Report on activities in the Group -1 project for the week ending 2024-07-25.

[WE6.2.1] Publish pre-train single version containers

edit
Progress update
  • Stage: Design
  • Discussions within the team and with SRE Service Operations are clarifying the scope of the project in relation to other hypotheses. We now believe that we must prepare to produce a matrix of containers which vary on a number of separate dimensions. Currently identified dimensions are:
    • MediaWiki version
    • debug/non-debug runtime support
    • maintenance scripts/web runtime
    • embargoed security patches/public code
    • deployment environment specific secrets
    • PHP runtime version
  • Ahmon's changes to add FORCE_MW_VERSION environment variable support to the Multiversion runtime scripts have been merged.

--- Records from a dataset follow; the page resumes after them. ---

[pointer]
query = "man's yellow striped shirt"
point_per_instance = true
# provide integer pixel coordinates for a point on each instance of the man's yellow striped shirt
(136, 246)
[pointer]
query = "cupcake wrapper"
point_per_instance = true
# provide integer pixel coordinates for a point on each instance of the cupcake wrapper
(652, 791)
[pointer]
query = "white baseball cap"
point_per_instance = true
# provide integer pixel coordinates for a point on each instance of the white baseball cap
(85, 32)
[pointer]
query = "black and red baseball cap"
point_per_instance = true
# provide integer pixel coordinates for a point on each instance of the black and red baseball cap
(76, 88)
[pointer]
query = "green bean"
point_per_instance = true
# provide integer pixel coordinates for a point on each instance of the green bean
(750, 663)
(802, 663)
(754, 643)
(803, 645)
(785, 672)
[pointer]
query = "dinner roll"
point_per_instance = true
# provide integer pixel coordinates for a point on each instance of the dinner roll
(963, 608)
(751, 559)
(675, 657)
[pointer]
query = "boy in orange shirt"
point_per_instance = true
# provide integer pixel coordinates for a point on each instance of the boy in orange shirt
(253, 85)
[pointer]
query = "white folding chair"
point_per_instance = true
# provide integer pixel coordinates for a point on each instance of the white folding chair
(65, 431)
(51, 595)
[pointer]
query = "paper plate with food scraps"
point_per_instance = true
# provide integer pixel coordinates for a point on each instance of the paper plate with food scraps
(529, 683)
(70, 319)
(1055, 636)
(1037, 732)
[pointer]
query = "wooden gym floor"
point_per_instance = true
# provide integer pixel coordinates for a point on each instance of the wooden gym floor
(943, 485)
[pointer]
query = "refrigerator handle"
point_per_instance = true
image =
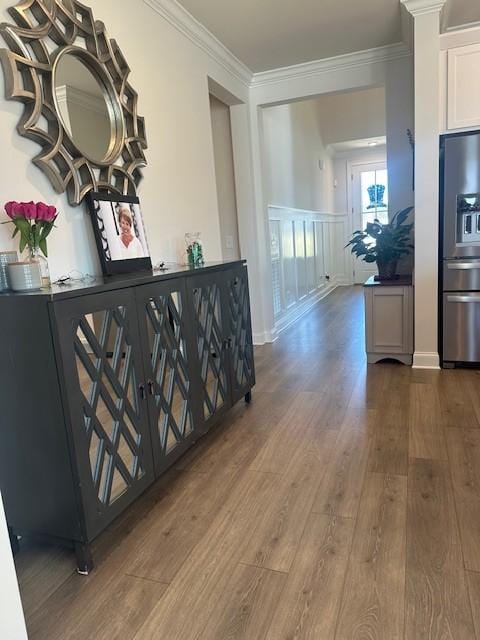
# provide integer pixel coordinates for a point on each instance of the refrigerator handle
(463, 265)
(470, 298)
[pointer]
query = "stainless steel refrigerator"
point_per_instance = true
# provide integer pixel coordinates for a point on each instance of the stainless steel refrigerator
(460, 249)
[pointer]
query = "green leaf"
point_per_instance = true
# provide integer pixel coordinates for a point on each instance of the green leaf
(43, 247)
(23, 242)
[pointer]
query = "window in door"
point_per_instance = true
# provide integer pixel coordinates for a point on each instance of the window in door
(374, 196)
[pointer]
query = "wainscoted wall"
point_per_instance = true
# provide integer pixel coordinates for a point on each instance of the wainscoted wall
(308, 259)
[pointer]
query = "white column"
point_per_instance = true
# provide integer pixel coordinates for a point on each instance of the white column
(12, 623)
(426, 15)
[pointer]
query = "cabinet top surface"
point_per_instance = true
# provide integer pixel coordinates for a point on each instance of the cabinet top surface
(74, 288)
(402, 281)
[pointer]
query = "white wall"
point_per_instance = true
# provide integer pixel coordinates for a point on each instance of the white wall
(293, 153)
(352, 115)
(12, 624)
(178, 193)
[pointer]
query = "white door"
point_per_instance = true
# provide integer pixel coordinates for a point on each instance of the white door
(370, 202)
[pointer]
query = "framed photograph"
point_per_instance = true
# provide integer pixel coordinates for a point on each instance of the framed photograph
(119, 233)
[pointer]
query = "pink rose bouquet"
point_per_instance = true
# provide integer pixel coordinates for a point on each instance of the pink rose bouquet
(34, 222)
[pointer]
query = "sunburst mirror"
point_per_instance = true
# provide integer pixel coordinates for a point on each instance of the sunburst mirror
(78, 103)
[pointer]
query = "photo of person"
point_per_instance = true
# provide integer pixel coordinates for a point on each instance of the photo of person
(120, 233)
(129, 246)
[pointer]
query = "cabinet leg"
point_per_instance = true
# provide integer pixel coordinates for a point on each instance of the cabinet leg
(84, 558)
(13, 541)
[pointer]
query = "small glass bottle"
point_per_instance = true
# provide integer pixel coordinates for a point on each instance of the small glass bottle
(194, 249)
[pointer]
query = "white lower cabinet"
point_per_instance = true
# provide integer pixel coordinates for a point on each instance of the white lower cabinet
(389, 320)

  • Ahmon is working on cleanup of his initial proof of concept implementation building a single version image.
Any new metrics related to the hypothesis
  • None
Any emerging blockers or risks
  • Discussions with the SRE Service Operations team about their upcoming project to support regular PHP version upgrades (WE5.4.2) have flagged the lack of MediaWiki container use in the beta cluster as an emerging risk. The risk currently envisioned is that PHP 8.1 will only be introduced in production as a container. This will happen before we are ready to move QTE's pre-train testing use cases to a new environment, so we will need to find a way for Quality and Test Engineering (QTE) to test under a PHP version that SRE is not planning to support via the Puppet driven provisioning currently used in the beta cluster. At this point we feel that the proper way to address this risk is by formulating a new hypothesis to follow WE6.2.1 that will result in a containerized runtime for MediaWiki in the beta cluster. This need was actually under consideration already, but has been elevated from a nice to have to a hard requirement. ServiceOps has indicated that they expect to start on WE5.4.2 in mid-Q2 (November 2024) to early Q3 (January 2025). We currently think this start date will be late enough for us to be ready to work on the new hypothesis for the beta cluster in parallel.
Any unresolved dependencies - do you depend on another team that hasn’t already given you what you need? Are you on the hook to give another team something you aren’t able to give right now?
  • Not yet, but see emerging risks
Have there been any new lessons from the hypothesis?
  • This is more reinforced knowledge than a new lesson, but the regular IC level sync between folks from Release Engineering and SRE Service Operations that was established to support the MediaWiki on Kubernetes project continues to provide good value. This meeting of committed participants regularly surfaces both issues and experimental solutions for both groups.
Have there been any changes to the hypothesis scope or timeline?
  • Need for several additional dimensions of container variation uncovered via discussions with SRE Service Operations. These are currently seen as clarifying information rather than disruptive requirements.